So, assume there is a set $X$ with some partial ordering on it.
Surely, we can consider a signature $\sigma$ that has $=, <$ and a constant $c_x$ for every $x \in X$. We can then consider a theory $T$ consisting of formulas of the form $c_x = c_x$ for all $x \in X$ as well as $c_x < c_y$ for those $x, y \in X$ for which there is corresponding ordering. Clearly, $X$ (along with the natural interpretation of $=, <$ and constants) is a model for such theory.
What do we do next? Let's add a formula $\varphi$ stating that every pair of elements is comparable. It's easy to show that any finite subset $U$ of formulas of $T \cup \{ \varphi \}$ is consistent (since the subset of $X$ corresponding to the constants mentioned in formulas in $U$ is finite, and extending the partial ordering to a linear ordering, which is trivial on finite sets, would yield a model of $U$). Thus, by the compactness theorem, $T \cup \{ \varphi \}$ itself is consistent and thus has a model $M$.

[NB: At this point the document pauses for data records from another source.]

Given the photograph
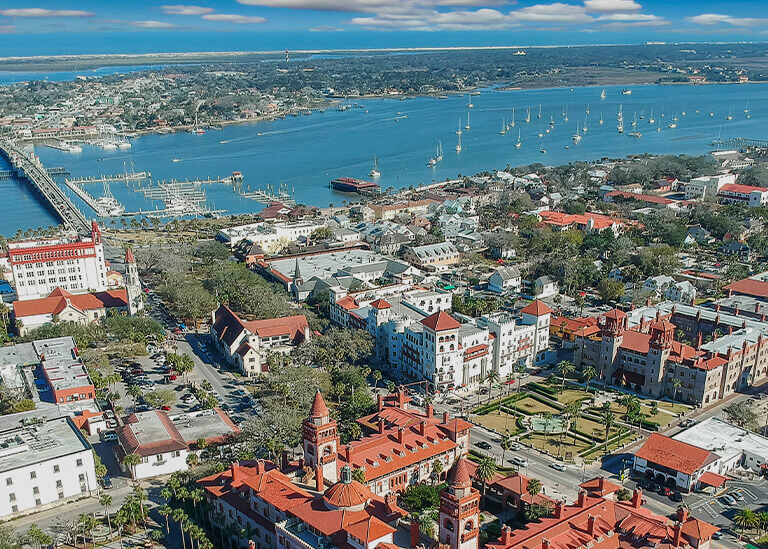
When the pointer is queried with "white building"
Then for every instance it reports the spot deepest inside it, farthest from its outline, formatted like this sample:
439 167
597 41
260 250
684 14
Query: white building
73 263
44 465
707 186
506 279
272 237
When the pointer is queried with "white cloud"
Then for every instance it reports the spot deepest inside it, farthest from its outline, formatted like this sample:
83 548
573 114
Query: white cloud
154 25
40 12
234 18
186 10
553 13
610 6
717 18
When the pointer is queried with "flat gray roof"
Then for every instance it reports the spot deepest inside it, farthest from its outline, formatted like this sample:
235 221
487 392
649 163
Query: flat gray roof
24 446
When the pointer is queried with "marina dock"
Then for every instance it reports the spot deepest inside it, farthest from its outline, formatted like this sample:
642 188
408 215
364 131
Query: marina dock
32 170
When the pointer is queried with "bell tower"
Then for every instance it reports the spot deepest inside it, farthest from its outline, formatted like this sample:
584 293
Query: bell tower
321 440
459 510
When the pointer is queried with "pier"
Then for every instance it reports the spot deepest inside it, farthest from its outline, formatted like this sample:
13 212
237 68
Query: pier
31 169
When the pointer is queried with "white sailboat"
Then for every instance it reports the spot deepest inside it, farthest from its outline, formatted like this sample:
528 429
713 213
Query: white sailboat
375 171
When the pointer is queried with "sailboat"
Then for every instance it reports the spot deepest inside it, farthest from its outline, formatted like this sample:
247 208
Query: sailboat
576 137
375 171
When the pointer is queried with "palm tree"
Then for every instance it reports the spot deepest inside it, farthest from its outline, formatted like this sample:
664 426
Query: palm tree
164 511
486 469
745 518
180 517
106 501
608 418
675 386
565 367
534 487
588 374
131 461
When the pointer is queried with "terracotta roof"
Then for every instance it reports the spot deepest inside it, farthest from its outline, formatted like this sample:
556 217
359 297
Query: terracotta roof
58 300
440 321
678 456
536 308
350 495
749 286
459 476
319 409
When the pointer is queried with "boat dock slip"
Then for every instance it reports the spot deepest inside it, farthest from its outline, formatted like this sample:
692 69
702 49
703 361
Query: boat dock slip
29 167
137 176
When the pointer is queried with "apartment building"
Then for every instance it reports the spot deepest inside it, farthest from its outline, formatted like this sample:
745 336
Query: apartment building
73 263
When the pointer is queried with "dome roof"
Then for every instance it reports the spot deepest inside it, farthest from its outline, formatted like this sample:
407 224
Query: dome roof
347 494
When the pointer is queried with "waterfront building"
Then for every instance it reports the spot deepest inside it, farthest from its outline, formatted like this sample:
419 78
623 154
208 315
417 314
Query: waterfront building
44 465
165 442
246 344
73 263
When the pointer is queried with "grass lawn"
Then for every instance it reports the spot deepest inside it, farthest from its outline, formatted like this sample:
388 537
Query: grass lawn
552 444
533 406
593 428
500 422
572 395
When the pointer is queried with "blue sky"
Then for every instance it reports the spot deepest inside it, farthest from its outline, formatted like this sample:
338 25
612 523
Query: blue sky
150 25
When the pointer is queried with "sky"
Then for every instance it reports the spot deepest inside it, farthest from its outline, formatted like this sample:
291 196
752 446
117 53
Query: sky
40 27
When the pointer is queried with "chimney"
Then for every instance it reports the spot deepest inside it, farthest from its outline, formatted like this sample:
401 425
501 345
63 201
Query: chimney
591 525
506 535
678 529
415 532
390 503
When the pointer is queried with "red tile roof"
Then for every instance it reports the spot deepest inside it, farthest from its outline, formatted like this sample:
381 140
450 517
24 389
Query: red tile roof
749 286
440 321
536 308
674 454
58 300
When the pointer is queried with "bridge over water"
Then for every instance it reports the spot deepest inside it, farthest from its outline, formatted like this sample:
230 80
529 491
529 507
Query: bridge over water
30 169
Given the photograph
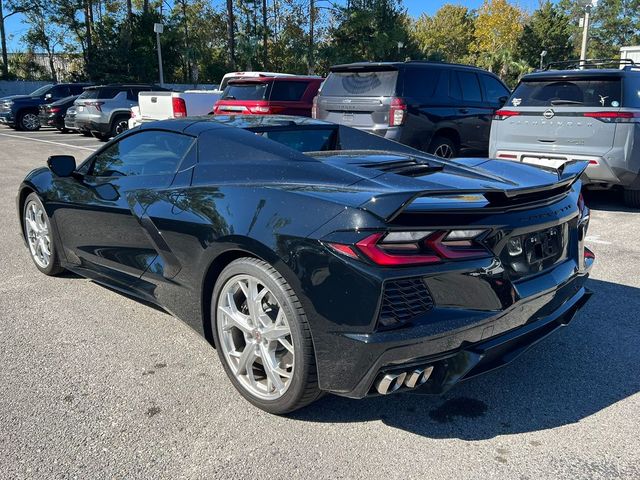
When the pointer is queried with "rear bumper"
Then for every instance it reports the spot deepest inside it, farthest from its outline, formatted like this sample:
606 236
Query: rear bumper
56 121
612 168
463 345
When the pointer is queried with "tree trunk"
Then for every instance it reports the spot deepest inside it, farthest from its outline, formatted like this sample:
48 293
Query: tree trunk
3 40
312 15
265 36
88 24
231 36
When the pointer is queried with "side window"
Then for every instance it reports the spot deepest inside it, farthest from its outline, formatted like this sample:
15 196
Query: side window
455 91
149 152
470 87
493 89
288 91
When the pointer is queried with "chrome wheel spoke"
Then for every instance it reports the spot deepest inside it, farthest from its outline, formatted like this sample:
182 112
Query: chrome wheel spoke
255 337
37 233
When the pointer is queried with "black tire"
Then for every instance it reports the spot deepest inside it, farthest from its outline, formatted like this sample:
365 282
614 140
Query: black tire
53 268
28 121
443 147
303 388
632 198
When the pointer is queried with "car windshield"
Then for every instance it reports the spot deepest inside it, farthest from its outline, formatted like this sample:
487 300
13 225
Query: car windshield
41 91
584 92
362 84
246 91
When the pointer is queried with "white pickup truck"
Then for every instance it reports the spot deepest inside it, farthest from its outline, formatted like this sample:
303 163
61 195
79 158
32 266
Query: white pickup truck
154 106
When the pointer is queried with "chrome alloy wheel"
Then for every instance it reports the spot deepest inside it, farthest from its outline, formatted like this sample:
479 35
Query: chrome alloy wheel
255 337
30 121
37 231
121 126
443 151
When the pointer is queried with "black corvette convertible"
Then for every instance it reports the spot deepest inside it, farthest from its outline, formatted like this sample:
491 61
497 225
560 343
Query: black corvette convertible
316 257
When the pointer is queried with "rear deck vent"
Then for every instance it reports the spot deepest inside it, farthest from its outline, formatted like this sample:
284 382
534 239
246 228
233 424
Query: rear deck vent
402 301
408 168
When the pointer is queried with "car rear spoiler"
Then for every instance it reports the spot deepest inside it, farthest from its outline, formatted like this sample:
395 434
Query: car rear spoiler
389 206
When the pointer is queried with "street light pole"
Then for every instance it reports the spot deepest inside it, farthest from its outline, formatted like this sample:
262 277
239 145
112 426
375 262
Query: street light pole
159 28
585 32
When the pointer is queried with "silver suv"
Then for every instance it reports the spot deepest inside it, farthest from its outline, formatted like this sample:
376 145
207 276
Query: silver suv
591 113
105 110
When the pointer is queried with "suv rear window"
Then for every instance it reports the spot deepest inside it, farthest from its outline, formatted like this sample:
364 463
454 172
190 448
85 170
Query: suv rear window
584 92
361 84
287 91
246 91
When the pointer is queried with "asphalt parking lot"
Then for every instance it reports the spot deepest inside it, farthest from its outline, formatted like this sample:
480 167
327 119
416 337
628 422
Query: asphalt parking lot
96 385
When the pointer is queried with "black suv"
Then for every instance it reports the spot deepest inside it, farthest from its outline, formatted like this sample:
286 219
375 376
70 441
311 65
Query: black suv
439 108
21 111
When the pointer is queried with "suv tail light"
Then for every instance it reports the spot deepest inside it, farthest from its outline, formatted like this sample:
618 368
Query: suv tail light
262 109
615 117
98 105
416 248
397 112
179 107
502 114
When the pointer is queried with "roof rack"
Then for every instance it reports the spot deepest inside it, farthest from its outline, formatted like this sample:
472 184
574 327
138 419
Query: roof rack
595 63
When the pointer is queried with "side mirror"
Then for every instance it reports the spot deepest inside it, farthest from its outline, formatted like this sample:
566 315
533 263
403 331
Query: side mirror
62 165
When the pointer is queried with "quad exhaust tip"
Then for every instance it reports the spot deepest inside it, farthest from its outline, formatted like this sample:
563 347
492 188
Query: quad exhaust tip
391 382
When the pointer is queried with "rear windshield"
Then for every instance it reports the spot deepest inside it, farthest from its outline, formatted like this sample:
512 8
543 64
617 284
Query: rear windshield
361 84
102 92
312 140
246 91
584 92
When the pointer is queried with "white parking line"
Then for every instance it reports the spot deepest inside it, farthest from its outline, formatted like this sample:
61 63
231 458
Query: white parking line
21 137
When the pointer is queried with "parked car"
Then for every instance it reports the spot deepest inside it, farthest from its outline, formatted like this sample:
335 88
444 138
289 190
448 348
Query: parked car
290 95
70 119
52 114
439 108
580 112
242 75
105 110
317 257
22 111
163 105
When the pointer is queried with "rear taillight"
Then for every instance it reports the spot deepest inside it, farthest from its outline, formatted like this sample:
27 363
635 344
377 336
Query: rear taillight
502 114
416 248
260 109
397 112
614 117
97 105
179 107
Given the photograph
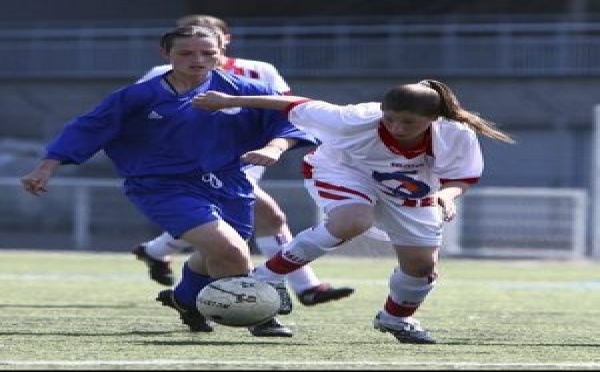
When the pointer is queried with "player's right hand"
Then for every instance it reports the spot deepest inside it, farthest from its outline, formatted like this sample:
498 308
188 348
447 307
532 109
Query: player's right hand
35 182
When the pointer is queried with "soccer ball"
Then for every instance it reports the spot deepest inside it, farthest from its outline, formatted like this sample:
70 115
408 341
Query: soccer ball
239 301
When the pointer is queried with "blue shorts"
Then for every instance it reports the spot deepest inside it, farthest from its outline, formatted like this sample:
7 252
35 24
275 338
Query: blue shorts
180 203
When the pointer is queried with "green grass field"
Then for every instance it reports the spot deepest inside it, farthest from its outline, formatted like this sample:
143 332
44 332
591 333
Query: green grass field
70 310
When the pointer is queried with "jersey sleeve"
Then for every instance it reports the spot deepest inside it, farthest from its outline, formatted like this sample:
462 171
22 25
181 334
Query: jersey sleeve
457 154
323 118
84 136
275 80
153 72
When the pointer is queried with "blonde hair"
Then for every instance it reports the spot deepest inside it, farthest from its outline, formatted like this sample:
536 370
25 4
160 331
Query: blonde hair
432 98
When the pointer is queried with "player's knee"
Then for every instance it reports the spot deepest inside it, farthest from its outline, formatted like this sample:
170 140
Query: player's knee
273 219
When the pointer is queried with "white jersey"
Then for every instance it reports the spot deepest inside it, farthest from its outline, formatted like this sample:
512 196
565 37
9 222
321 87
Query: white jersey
259 70
352 136
359 161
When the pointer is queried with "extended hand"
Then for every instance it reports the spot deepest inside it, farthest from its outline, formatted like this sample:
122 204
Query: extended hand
35 182
211 100
266 156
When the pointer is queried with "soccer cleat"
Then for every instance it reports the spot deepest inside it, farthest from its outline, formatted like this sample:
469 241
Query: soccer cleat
190 317
406 331
322 293
160 271
272 328
286 301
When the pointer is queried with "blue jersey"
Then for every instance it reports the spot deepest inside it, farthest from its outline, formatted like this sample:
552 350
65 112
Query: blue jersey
146 129
181 164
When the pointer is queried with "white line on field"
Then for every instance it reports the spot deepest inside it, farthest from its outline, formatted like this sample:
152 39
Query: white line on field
170 362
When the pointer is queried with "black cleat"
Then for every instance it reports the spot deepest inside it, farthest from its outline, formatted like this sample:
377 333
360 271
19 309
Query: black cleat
190 317
160 271
272 328
408 331
323 293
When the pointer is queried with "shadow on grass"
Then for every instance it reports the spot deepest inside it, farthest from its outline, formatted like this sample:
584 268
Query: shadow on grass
251 341
65 306
547 344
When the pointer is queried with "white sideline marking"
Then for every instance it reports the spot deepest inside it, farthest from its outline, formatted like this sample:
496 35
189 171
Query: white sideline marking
168 362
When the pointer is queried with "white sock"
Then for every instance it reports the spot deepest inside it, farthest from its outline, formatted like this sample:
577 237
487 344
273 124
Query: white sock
300 280
163 246
306 247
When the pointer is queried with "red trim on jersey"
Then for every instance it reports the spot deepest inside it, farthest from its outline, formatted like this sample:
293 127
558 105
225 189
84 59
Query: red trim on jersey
425 202
328 195
289 107
404 310
390 142
307 170
470 181
329 186
229 63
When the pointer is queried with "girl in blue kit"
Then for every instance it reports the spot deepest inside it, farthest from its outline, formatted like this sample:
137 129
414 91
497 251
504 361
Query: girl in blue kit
183 166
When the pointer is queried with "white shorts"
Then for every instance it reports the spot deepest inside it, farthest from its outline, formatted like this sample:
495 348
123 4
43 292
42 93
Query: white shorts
412 222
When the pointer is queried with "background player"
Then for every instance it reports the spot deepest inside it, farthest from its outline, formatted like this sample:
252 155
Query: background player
174 170
271 228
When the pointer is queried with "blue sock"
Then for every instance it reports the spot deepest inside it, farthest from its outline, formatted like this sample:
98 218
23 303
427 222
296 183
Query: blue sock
189 286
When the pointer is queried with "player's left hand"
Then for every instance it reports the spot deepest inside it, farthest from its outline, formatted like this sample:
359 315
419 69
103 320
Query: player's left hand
448 207
211 100
265 156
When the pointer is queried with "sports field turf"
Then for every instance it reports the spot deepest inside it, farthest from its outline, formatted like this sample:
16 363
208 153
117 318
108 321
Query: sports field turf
77 310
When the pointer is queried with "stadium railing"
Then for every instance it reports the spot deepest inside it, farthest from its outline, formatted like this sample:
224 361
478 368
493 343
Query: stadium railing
93 214
443 49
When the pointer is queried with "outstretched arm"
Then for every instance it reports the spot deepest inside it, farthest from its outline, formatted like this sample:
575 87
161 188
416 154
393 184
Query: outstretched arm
269 154
36 182
212 100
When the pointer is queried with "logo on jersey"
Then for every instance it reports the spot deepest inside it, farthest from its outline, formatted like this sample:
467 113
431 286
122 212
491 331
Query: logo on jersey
154 115
401 185
231 110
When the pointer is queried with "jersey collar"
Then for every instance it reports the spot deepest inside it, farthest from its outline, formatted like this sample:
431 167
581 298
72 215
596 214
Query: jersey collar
393 145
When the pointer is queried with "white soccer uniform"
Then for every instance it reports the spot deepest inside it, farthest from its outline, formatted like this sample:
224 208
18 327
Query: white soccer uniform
259 70
360 162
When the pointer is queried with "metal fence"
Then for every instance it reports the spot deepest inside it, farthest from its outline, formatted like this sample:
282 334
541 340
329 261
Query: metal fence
454 49
93 214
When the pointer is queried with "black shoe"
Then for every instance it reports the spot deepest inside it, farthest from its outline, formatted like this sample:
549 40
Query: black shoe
272 328
286 301
160 271
406 332
323 293
190 317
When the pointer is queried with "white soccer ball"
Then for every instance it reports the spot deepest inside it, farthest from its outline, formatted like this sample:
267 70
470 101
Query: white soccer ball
239 301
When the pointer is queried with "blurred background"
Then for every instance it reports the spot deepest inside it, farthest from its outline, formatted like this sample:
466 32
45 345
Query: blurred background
531 66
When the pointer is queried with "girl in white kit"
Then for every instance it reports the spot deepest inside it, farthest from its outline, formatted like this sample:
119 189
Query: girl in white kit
398 165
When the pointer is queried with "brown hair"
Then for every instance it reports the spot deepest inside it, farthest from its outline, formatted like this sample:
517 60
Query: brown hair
203 20
432 98
167 40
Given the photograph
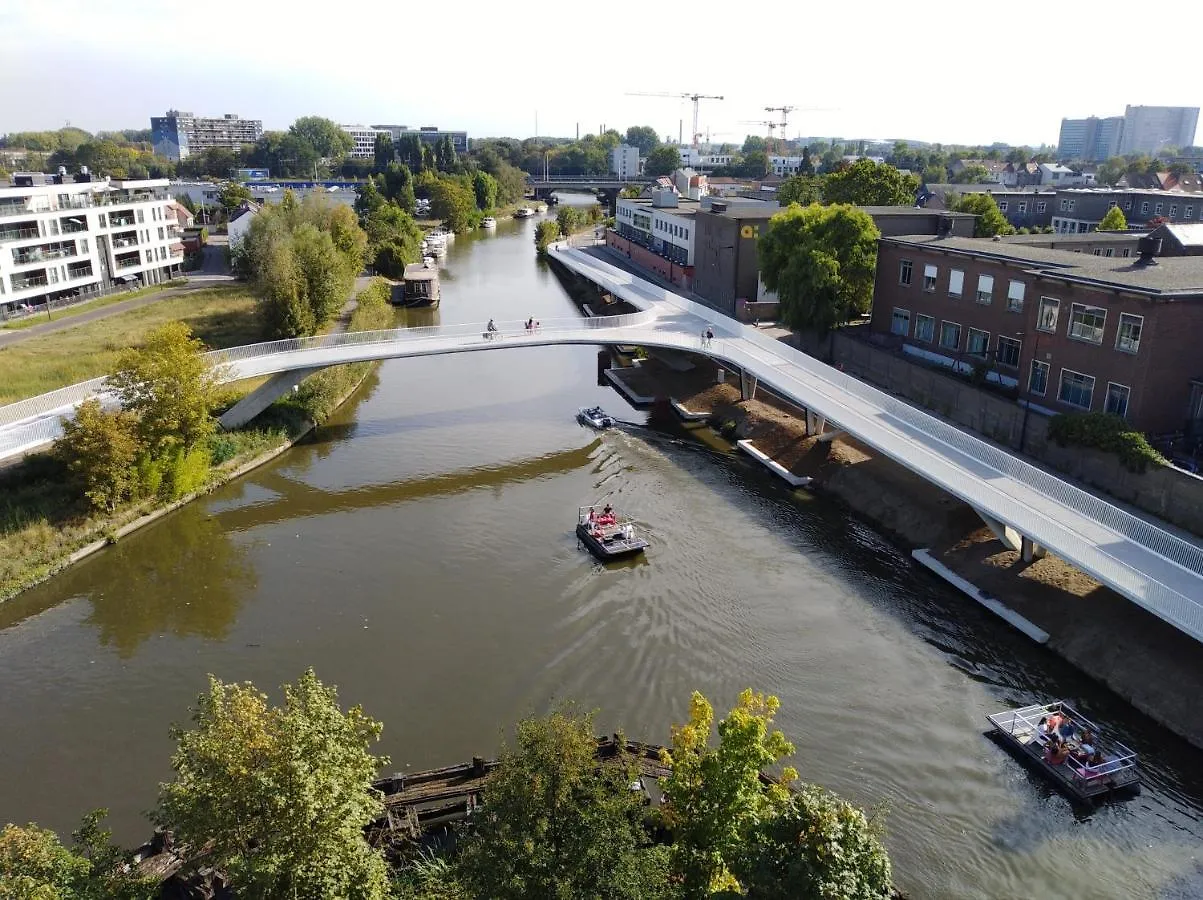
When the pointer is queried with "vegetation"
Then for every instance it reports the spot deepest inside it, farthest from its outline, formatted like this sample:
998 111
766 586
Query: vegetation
1107 432
821 262
1113 220
989 221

The remaining step is unclear to me, though. Clearly, $X \subset M$ (as there must be an element for every constant), but showing that $X$ can, in fact, be equal to $M$ and still be a model, is not obvious to me. I even tried to tighten the requirements for the theory by considering only normal models (thus $M$ is also normal), but it doesn't help much — it's obvious that one can just remove the excessive elements, but how to prove this rigorously?